背景
SparkContext 在初始化的过程中,其中schudularBackEnd会向Master发送RegisterApplication的注册信息,注册成功之后,会调用schedula() 方法为application分配cores资源,并通知worker启动executor。
正文
1.起点 - receive()
因为Master是一个消息循环体,他的receive方法会接收来自client的注册application请求,最后,注册成功之后,会调用schedule() 方法,进行资源的调度和分配,代码如下:
case RegisterApplication(description, driver) =>
// TODO Prevent repeated registrations from some driver
if (state == RecoveryState.STANDBY) {
//master 必须处于alive状态
// ignore, don't send response
} else {
logInfo("Registering app " + description.name)
val app = createApplication(description, driver)
//注册
registerApplication(app)
logInfo("Registered app " + description.name + " with ID " + app.id)
//持久化
persistenceEngine.addApplication(app)
//返回成功信息
driver.send(RegisteredApplication(app.id, self))
//资源调度
schedule()
}
2. 核心方法 - schedule()
作用:为driver分配资源、为分配worker资源
调用时机:新application注册、worker资源变动时候
注意:此次运行,并没有为driver分配资源,因为注册application的时候driver已经启动了,本次主要是分配worker资源
private def schedule(): Unit = {
//状态检测、省略
//打乱worker顺序
val shuffledAliveWorkers = Random.shuffle(workers.toSeq.filter(_.state == WorkerState.ALIVE))
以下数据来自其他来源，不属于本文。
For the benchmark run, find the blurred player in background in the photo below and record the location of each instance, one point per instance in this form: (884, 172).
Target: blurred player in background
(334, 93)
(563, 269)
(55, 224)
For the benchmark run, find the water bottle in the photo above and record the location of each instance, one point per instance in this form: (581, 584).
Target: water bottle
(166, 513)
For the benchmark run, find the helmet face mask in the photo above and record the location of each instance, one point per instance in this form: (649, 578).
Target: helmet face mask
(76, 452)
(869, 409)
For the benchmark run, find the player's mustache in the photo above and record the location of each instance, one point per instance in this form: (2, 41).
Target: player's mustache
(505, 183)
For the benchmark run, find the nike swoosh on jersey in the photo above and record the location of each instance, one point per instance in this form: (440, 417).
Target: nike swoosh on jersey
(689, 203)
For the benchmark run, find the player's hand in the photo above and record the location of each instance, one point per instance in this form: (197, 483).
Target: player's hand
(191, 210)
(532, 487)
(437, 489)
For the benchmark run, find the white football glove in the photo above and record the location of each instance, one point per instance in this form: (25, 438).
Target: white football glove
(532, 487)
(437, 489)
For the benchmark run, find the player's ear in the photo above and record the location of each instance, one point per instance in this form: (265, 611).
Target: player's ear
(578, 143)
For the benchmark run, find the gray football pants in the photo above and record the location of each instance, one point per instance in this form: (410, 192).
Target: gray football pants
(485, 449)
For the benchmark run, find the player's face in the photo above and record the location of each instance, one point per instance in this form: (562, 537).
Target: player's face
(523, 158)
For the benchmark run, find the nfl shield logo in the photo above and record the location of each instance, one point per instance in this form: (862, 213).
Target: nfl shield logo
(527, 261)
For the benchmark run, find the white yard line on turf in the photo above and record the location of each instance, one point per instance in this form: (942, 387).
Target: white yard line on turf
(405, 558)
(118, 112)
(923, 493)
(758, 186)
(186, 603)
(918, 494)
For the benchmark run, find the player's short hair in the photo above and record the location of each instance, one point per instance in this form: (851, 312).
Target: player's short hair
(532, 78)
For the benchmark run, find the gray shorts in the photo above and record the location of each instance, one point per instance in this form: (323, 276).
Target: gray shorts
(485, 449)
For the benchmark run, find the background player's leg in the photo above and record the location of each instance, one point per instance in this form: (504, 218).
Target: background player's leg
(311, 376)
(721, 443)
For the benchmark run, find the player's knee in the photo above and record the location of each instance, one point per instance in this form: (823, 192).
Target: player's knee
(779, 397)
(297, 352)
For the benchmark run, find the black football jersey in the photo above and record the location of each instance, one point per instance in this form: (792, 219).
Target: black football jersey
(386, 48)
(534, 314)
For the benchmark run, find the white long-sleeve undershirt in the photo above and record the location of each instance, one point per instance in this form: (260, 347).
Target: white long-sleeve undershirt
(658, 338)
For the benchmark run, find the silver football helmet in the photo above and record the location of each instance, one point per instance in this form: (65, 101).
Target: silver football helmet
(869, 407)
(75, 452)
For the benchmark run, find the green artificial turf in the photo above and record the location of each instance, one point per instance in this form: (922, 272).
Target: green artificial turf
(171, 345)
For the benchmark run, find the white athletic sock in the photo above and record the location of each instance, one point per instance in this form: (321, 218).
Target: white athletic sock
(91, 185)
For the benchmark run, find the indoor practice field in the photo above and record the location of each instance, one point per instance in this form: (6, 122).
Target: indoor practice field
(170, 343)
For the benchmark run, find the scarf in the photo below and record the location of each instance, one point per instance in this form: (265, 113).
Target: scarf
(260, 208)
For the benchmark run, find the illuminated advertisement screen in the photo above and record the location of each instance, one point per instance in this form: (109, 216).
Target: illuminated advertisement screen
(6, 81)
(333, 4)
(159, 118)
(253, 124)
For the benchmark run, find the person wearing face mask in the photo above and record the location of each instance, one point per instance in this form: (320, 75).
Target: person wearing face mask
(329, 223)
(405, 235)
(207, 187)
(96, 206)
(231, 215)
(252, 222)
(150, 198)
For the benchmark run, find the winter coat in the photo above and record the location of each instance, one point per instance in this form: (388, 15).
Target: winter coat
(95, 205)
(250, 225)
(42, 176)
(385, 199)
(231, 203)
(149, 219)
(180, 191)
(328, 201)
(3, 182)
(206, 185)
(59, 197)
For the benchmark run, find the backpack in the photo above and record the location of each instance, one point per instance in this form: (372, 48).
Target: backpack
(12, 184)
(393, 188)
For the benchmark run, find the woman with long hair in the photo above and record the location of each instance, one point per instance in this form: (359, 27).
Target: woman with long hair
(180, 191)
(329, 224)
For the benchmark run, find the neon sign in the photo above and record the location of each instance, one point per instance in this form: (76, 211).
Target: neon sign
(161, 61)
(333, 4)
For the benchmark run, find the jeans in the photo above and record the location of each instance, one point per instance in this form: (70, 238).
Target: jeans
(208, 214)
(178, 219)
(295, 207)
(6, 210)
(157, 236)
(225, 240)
val numWorkersAlive = shuffledAliveWorkers.size
var curPos = 0
//为driver分配资源,启动driver, 本次不调用
for (driver <- waitingDrivers.toList) { // iterate over a copy of waitingDrivers
// We assign workers to each waiting driver in a round-robin fashion. For each driver, we
// start from the last worker that was assigned a driver, and continue onwards until we have
// explored all alive workers.
var launched = false
var numWorkersVisited = 0
while (numWorkersVisited < numWorkersAlive && !launched) {
val worker = shuffledAliveWorkers(curPos)
numWorkersVisited += 1
if (worker.memoryFree >= driver.desc.mem && worker.coresFree >= driver.desc.cores) {
//满足要求启动deriver
launchDriver(worker, driver)
waitingDrivers -= driver
launched = true
}
curPos = (curPos + 1) % numWorkersAlive
}
}
//启动worker核心方法
startExecutorsOnWorkers()
}
3. 启动worker核心方法 - startExecutorsOnWorkers()
schedulaExecutorsOnWorker方法,会根据参数SpreadOutApps参数设定,来决定,是将所有cores分配到一个worker上,还是尽可能的分配到多个worker上,返回每个worker分配的cores数目。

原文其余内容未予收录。